Nebst der Bar bist du auch für den beeindruckenden Humidor mit zahlreichen Zigarrenschätzen im The Chedi Andermatt verantwortlich. Du selbst bezeichnest dich als Zigarren-Liebhaberin, woher kommt diese Passion?
Durch eine Cocktail-Competition (lacht). Ich habe nie geraucht, weder Zigarren noch Zigaretten. Für eine Competition habe ich einen Cocktail kreiert, der mit einer Zigarre aus Schokolade geschmückt war. Kurz bevor ich zur Competition reisen musste, sagte ich zu meinem Chef: «Toll jetzt fahr ich dahin, rede über eine Zigarre und habe keine Ahnung davon». Und so gingen wir dann eine Zigarre rauchen. Danach war ich fasziniert. Es ist eine ganz eigene Welt, mit vielen spannenden Geschichten und es gibt unglaublich viel Wissen, das man sich über Zigarren aneignen kann. Gerade auch in Kombination mit Alkohol. Ich durfte im The Chedi Andermatt bereits viel dazu lernen und habe noch nicht ausgelernt. Ich rauche heute übrigens immer noch keine Zigaretten – ich geniesse nur Zigarren und schalte dabei ab.
Du bewegst dich in einer Männerdomäne. Wünschst du dir mehr Frauen hinter Bartheken und in Humdioren?
Unbedingt! Es gibt sehr viele schlaue, begabte und kreative Frauen, die sich trotzdem nicht trauen. Die meisten Frauen schätzen sich viel zu vorsichtig ein und sind sich ihrer Stärken nicht bewusst, die so essentiell für ein Unternehmen sein können. Um das zu ändern, braucht es Akzeptanz und Offenheit von allen Seiten. Kompetenz kann schliesslich jede:r haben.

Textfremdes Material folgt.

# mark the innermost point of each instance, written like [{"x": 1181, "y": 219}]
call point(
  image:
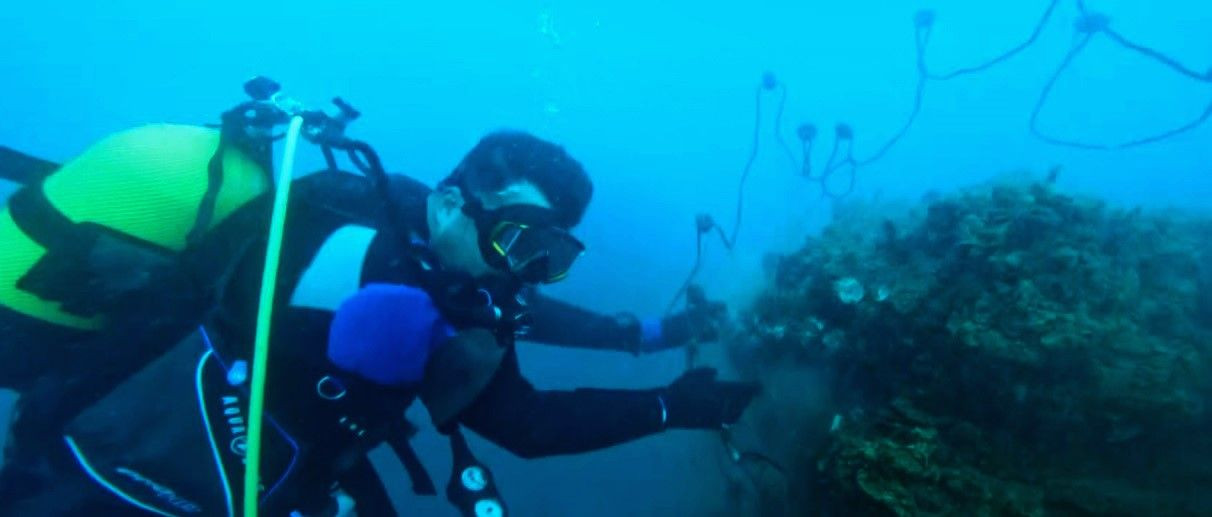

Was können Frauen denn besser?
Sie verfügen oftmals über sehr wertvolle Empathie, Authentizität und Ehrlichkeit. Das sind Punkte, die nicht nur in der Gastronomie, sondern überall sehr gefragt sind. Zudem führen sie Dinge mit viel Bedächtigkeit und Sorgfalt aus – Fingerspitzengefühl eben!